Cortex A9 NEON vs VFP usage confusion

celavek picture celavek · Sep 1, 2011 · Viewed 21.4k times · Source

I'm trying to build a library for a Cortex A9 ARM processor(an OMAP4 to be more specific) and I'm in a little bit of confusion regarding which\when to use NEON vs VFP in the context of floating point operations and SIMD. To be noted that I know the difference between the 2 hardware coprocessor units(as also outlined here on SO), I just have some misunderstanding regarding their proper usage.

Related to this I'm using the following compilation flags:

GCC
-O3 -mcpu=cortex-a9 -mfpu=neon -mfloat-abi=softfp
-O3 -mcpu=cortex-a9 -mfpu=vfpv3 -mfloat-abi=softfp
ARMCC
--cpu=Cortex-A9 --apcs=/softfp
--cpu=Cortex-A9 --fpu=VFPv3 --apcs=/softfp

I've read through the ARM documentation, a lot of wiki(like this one), forum and blog posts and everybody seems to agree that using NEON is better than using VFP or at least mixing NEON(e.g. using the instrinsics to implement some algos in SIMD) and VFP is not such a good idea; I'm not 100% sure yet if this applies in the context of the entire application\library or just to specific places(functions) in code.

So I'm using neon as the FPU for my application as I also want to use the intrinsics. As a result I'm in a little bit of trouble and my confusion on how to best use these features(NEON vs VFP) on the Cortex A9 just deepens further instead of clearing up. I have some code that does benchmarking for my app and uses some custom made timer classes in which calculations are based on double precision floating point. Using NEON as the FPU gives completely inappropriate results(trying to print those values results in printing mostly inf and NaN; the same code works without a hitch when built for x86). So I changed my calculations to use single precision floating point as is documented that NEON does not handle double precision floating point. My benchmarks still don't give the proper results(and what's worst is that now it does not work anymore on x86; I think it's because of the lost in precision but I'm not sure). So I'm almost completely lost: on one hand I want to use NEON for the SIMD capabilities and using it as the FPU does not provide the proper results, on the other hand mixing it with the VFP does not seem a very good idea. Any advice in this area will be greatly appreciated !!

I found in the article in the above mentioned wiki a summary of what should be done for floating point optimization in the context of NEON:

"

  • Only use single precision floating point
  • Use NEON intrinsics / ASM when ever you find a bottlenecking FP function. You can do better than the compiler.
  • Minimize Conditional Branches
  • Enable RunFast mode

For softfp:

  • Inline floating point code (unless its very large)
  • Pass FP arguments via pointers instead of by value and do integer work in between function calls.

"

I cannot use hard for the float ABI as I cannot link with the libraries I have available. Most of the reccomendations make sense to me(except the "runfast mode" which I don't understand exactly what's supposed to do and the fact that at this moment in time I could do better than the compiler) but I keep getting inconsistent results and I'm not sure of anything right now.

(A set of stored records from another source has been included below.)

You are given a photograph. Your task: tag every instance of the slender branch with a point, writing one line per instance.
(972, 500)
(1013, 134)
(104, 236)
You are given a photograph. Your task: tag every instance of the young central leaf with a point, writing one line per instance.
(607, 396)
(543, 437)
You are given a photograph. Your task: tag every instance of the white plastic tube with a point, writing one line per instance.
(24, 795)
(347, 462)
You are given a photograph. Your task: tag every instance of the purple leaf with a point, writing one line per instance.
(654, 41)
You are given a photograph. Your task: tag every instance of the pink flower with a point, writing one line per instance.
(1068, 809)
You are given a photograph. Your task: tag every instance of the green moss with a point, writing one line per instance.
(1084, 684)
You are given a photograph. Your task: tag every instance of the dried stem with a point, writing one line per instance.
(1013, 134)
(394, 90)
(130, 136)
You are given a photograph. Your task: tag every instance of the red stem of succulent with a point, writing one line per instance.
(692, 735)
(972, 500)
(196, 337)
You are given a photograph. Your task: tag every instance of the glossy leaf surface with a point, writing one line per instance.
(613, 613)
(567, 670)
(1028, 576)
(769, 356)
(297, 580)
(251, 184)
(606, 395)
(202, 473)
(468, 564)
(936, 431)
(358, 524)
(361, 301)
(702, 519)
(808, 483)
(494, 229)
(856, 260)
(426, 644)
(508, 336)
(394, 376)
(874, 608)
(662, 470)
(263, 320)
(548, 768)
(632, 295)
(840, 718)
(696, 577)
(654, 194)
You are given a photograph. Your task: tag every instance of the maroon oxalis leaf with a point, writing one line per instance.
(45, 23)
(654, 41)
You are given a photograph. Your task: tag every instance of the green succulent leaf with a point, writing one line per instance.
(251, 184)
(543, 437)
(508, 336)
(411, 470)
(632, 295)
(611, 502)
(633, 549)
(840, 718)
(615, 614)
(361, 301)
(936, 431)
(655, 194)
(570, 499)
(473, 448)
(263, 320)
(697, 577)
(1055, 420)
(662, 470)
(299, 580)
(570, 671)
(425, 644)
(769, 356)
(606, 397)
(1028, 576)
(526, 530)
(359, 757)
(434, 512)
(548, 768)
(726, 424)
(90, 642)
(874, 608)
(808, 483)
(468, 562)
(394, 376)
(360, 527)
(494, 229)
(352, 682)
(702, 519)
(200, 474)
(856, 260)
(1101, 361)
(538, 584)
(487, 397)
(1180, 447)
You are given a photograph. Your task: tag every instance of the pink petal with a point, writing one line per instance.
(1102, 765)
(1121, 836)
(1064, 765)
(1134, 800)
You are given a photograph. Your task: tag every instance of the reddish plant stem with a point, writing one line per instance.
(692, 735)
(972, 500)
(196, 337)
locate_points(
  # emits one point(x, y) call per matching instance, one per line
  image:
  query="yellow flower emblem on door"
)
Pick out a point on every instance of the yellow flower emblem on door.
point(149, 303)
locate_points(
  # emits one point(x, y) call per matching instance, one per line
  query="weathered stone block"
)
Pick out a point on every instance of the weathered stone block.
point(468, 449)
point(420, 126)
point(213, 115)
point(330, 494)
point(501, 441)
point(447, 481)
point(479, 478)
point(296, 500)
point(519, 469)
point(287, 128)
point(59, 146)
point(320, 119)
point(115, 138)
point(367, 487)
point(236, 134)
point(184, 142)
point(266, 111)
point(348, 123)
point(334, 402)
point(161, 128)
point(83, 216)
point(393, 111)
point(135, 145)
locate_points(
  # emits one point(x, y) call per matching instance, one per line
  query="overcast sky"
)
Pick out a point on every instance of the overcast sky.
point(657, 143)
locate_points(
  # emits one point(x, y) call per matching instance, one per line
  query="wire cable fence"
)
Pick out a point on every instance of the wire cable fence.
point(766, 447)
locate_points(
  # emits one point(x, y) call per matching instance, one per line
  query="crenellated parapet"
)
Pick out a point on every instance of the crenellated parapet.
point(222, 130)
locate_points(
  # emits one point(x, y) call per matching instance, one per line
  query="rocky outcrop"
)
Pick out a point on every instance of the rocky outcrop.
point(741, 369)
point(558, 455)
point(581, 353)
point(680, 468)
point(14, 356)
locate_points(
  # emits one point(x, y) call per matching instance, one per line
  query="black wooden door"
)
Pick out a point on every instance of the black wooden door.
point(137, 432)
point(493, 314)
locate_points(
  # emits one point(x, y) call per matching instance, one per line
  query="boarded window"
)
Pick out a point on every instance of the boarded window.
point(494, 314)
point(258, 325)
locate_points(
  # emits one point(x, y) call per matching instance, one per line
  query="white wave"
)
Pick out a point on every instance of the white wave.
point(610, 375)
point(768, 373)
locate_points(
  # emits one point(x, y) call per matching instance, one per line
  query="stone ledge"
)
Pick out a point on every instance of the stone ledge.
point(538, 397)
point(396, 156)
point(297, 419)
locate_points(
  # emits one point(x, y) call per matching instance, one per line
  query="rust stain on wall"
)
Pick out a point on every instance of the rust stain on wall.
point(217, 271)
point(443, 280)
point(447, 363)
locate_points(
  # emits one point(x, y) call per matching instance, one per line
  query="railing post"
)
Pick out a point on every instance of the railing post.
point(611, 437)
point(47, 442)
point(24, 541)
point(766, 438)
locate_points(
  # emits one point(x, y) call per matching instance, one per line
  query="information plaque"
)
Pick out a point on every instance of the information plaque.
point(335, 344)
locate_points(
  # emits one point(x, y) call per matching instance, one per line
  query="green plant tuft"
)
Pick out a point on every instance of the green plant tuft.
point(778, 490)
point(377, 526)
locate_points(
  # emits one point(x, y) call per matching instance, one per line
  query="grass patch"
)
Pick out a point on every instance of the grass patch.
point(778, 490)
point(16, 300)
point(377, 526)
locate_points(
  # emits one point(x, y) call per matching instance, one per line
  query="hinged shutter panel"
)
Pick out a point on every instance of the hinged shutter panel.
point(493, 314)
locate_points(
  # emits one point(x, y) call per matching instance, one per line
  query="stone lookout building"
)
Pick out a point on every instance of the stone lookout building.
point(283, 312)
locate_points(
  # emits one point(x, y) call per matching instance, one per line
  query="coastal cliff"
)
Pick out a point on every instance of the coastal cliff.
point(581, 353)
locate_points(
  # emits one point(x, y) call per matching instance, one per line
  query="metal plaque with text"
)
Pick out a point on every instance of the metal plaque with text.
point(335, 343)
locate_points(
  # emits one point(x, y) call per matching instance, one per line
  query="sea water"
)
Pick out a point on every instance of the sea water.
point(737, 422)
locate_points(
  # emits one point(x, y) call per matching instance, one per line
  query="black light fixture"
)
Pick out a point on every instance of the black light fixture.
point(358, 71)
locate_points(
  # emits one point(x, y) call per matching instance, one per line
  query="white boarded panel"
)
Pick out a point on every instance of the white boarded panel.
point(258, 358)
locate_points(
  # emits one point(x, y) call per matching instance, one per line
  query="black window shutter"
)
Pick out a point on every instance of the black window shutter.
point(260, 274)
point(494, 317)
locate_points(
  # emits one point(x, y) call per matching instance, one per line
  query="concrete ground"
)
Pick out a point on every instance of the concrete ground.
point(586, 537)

Could anyone shed some light on how to properly use the floating point and the NEON for the Cortex A9/A8 and which compilation flags should I use?

Answer

unixsmurf picture unixsmurf · Sep 13, 2011

I think this question should be split up into several, adding some code examples and detailing target platform and versions of toolchains used.

But to cover one part of confusion: The recommendation to "use NEON as the FPU" sounds like a misunderstanding. NEON is a SIMD engine, the VFP is an FPU. You can use NEON for single-precision floating-point operations on up to 4 single-precision values in parallel, which (when possible) is good for performance.

-mfpu=neon can be seen as shorthand for -mfpu=neon-vfpv3.